バケット33の開放により浚渫土砂をシュートを介してダンプトラックに放出する。
(5b)以上を繰り返して浚渫を行う。
【0028】
(6) 浚渫範囲の拡大
下部ガイド柱1Aの油圧シリンダー26を作動させ、リンク機構により揺動柱材22を前方に跳ね出し、浚渫範囲を広げる。図7はこの状態を示す。このとき、バケット部2は下端柱材24に沿って案内され、該下端柱材24の下端まで降下することができ、堆積土砂Qに着底する。
バケット部2の引上げは、油圧シリンダー26を収縮して揺動柱材22を元の状態に戻し、しかる後、引上げ用ワイヤー50aを巻き上げる。
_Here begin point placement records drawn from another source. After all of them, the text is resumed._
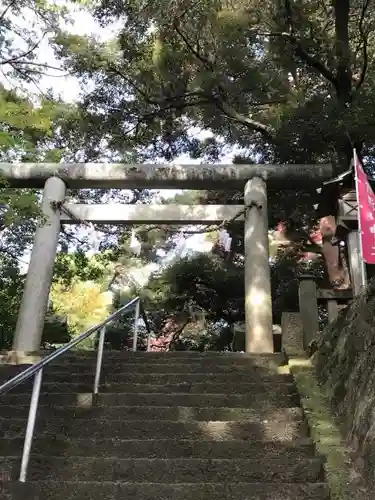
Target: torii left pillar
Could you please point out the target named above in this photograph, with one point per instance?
(34, 302)
(258, 302)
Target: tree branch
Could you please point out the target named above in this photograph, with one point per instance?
(244, 120)
(364, 38)
(15, 59)
(9, 6)
(221, 102)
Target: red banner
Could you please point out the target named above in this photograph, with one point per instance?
(366, 211)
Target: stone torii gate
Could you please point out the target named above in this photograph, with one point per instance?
(253, 179)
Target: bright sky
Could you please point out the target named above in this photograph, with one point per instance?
(69, 89)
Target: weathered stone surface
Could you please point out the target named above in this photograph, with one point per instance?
(152, 214)
(292, 334)
(156, 491)
(99, 175)
(345, 365)
(249, 441)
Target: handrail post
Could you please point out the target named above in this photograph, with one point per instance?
(136, 321)
(31, 425)
(99, 360)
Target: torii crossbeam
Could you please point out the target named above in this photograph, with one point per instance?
(253, 179)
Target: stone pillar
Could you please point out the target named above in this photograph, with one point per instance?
(34, 302)
(308, 308)
(332, 310)
(258, 303)
(356, 263)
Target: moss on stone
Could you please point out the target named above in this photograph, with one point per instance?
(344, 482)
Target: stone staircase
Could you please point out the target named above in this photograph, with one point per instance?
(166, 426)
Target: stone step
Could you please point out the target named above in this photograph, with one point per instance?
(179, 356)
(157, 429)
(166, 388)
(48, 490)
(114, 366)
(292, 469)
(52, 376)
(178, 413)
(160, 448)
(259, 402)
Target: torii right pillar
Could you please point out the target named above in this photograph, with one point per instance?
(258, 302)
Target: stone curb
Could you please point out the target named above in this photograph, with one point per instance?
(343, 481)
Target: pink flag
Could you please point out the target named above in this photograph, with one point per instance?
(366, 211)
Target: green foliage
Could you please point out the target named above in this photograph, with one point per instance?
(290, 80)
(83, 303)
(11, 285)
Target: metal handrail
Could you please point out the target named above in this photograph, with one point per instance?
(37, 371)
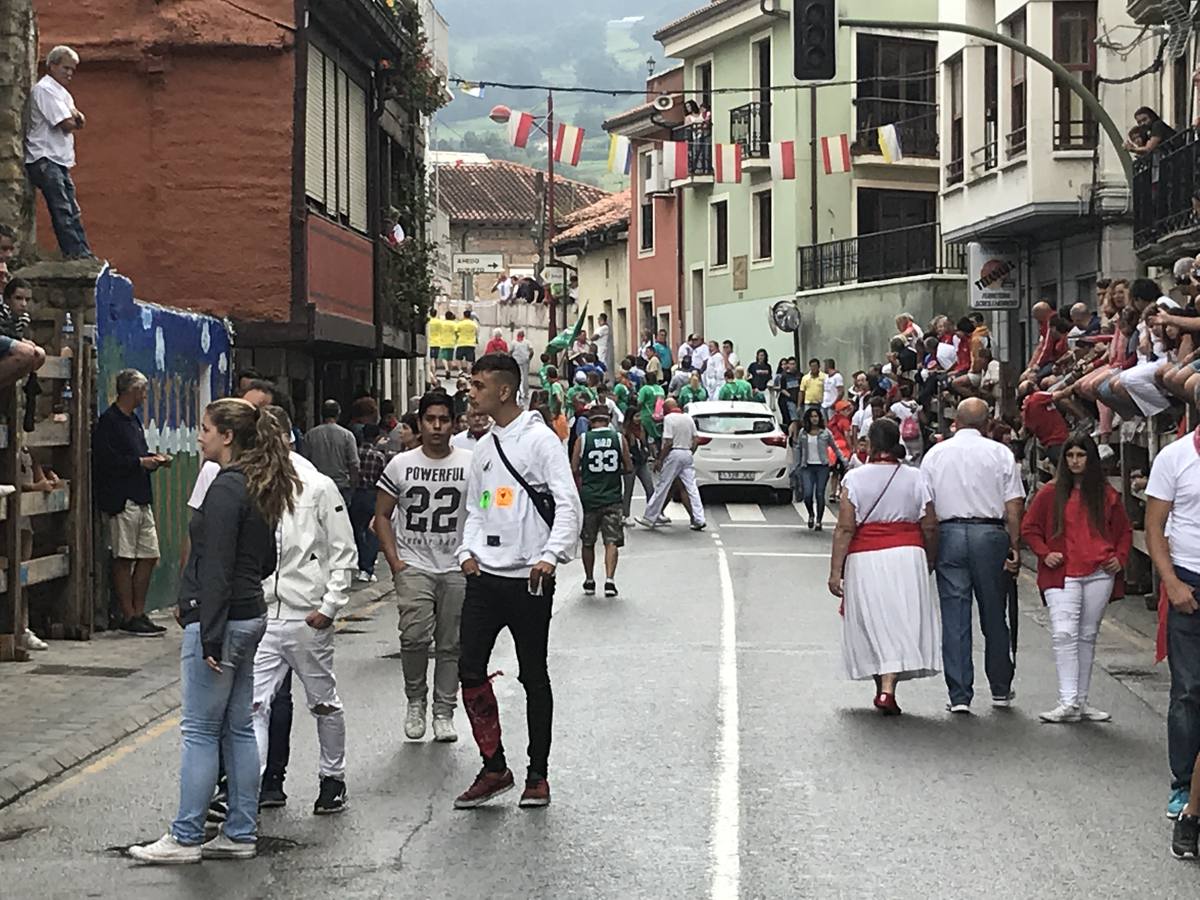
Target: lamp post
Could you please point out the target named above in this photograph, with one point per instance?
(501, 114)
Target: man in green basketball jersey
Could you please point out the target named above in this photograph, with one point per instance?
(600, 460)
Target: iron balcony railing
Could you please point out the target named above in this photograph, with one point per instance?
(897, 253)
(1163, 186)
(699, 138)
(916, 125)
(750, 127)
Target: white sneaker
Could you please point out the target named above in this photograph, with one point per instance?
(221, 847)
(1061, 713)
(414, 721)
(33, 642)
(443, 730)
(166, 851)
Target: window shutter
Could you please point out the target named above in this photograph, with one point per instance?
(358, 156)
(315, 127)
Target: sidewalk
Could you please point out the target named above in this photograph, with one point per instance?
(81, 697)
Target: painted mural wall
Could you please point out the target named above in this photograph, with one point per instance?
(186, 358)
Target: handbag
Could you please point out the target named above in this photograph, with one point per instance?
(543, 501)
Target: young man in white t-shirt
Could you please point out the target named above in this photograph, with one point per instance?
(419, 517)
(1173, 539)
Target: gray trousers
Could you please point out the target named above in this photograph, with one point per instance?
(430, 615)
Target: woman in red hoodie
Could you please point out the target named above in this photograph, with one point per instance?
(1080, 533)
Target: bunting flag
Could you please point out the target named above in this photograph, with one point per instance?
(621, 155)
(889, 143)
(783, 161)
(835, 154)
(727, 163)
(569, 144)
(675, 160)
(520, 127)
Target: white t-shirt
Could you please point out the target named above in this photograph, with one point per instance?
(430, 507)
(904, 501)
(834, 383)
(679, 430)
(1175, 478)
(49, 105)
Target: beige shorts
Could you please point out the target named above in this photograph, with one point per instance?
(132, 533)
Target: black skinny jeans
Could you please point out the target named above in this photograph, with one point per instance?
(491, 605)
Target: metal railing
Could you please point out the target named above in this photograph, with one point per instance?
(1163, 184)
(916, 125)
(897, 253)
(699, 138)
(750, 127)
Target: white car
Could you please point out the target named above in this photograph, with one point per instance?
(741, 444)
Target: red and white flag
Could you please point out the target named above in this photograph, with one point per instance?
(520, 127)
(783, 161)
(675, 160)
(727, 163)
(835, 154)
(569, 144)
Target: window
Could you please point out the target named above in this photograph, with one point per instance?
(336, 142)
(1015, 139)
(1074, 47)
(763, 226)
(720, 232)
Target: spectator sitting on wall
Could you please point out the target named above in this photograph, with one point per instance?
(49, 149)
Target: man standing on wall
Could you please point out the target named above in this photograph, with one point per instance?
(123, 463)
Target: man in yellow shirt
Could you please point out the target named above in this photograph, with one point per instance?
(813, 387)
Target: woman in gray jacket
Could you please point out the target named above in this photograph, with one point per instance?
(813, 442)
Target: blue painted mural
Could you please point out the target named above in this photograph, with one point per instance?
(187, 359)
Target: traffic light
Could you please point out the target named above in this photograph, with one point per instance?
(815, 40)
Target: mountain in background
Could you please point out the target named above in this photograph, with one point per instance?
(595, 45)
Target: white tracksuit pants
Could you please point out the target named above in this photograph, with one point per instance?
(310, 653)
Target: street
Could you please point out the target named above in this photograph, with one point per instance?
(695, 755)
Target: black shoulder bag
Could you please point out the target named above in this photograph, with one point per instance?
(543, 501)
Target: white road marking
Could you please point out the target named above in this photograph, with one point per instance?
(745, 513)
(726, 822)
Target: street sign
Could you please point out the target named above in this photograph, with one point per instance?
(993, 271)
(478, 263)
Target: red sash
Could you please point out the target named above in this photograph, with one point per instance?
(886, 535)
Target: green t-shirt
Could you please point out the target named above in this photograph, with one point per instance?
(600, 475)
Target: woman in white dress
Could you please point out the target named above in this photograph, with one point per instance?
(886, 535)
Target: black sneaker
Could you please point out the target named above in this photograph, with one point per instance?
(1186, 837)
(333, 797)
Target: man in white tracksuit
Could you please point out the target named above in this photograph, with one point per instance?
(317, 558)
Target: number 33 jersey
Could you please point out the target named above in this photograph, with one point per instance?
(430, 507)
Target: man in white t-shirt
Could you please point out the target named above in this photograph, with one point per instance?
(49, 149)
(676, 462)
(1173, 540)
(419, 517)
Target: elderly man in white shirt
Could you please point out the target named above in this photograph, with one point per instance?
(49, 149)
(978, 498)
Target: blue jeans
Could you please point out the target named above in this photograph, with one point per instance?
(1183, 711)
(971, 559)
(217, 719)
(54, 181)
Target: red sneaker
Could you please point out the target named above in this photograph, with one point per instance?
(537, 793)
(487, 785)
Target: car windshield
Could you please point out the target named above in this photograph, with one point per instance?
(735, 424)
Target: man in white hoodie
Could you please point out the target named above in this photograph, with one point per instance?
(317, 558)
(523, 519)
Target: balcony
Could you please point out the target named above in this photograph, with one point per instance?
(898, 253)
(699, 138)
(1164, 220)
(916, 125)
(750, 127)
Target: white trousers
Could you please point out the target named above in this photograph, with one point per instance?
(293, 643)
(678, 465)
(1075, 613)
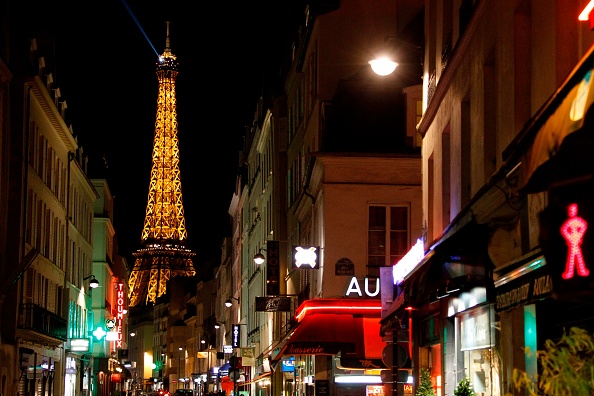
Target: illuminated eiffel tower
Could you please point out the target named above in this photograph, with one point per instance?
(163, 254)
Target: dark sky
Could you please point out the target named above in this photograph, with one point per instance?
(106, 55)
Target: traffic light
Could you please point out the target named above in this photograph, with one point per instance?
(567, 240)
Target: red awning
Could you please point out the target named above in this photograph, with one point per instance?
(330, 326)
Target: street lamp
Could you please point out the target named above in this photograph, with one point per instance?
(259, 257)
(179, 366)
(229, 303)
(383, 66)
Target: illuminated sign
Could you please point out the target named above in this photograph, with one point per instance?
(120, 313)
(306, 257)
(355, 288)
(79, 344)
(273, 268)
(288, 365)
(235, 336)
(573, 230)
(409, 262)
(99, 333)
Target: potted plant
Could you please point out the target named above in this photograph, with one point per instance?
(464, 388)
(566, 366)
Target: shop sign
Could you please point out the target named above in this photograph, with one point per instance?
(235, 335)
(306, 257)
(120, 313)
(79, 344)
(355, 288)
(532, 286)
(409, 262)
(272, 268)
(273, 304)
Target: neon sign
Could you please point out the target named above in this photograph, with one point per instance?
(573, 230)
(120, 313)
(409, 262)
(306, 256)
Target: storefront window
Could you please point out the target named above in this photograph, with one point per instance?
(476, 353)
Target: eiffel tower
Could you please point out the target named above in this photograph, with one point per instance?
(162, 254)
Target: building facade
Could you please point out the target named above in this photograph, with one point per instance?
(505, 86)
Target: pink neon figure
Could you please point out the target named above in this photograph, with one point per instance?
(573, 231)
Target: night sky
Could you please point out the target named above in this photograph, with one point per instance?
(106, 54)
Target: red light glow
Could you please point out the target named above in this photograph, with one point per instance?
(337, 306)
(573, 230)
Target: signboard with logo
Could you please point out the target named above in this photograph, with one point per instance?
(273, 304)
(306, 257)
(235, 335)
(272, 268)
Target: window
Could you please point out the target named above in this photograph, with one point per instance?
(388, 236)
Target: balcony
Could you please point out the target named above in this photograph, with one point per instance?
(33, 318)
また、バケット部2の放出操作は(5a)の工程に準じる。
【0029】
(7) ガイド柱部1の移動
次いで、ガイド柱部1を吊り上げ、スライド架台部3の移動によりガイド柱部1を新たな位置に移動させ、前記(4) の工程をなし、(5)(6)の工程を実施する。
【0030】
(8) 以上の工程をもって人孔Pの底部の堆積土砂Qの浚渫が終了すれば、バケット部2を取り外し、次いで、ガイド柱部1を順次引き上げながら単位柱10を取り外してゆく。
以上をもって本浚渫施工は終了する。
【0031】
以上において、ガイド柱部1の建込みを作業車輌Hのスライド架台部3を介してなす場合には、工程(2) は工程(1) に先立ってなされ、工程(3) におけるワイヤー49の吊下げ作業は省略される。
【0032】
本実施形態の人孔内の浚渫施工によれば、ガイド柱部1はその長さに制約されず、単位柱10の継足しにより形成されるものであるので、断面の増大を来さず、該ガイド柱部1に装着されるバケット部2とともに人孔Pの開口Oを容易に通過し、深い人孔Pの底部の堆積土砂Qの浚渫を実施できる。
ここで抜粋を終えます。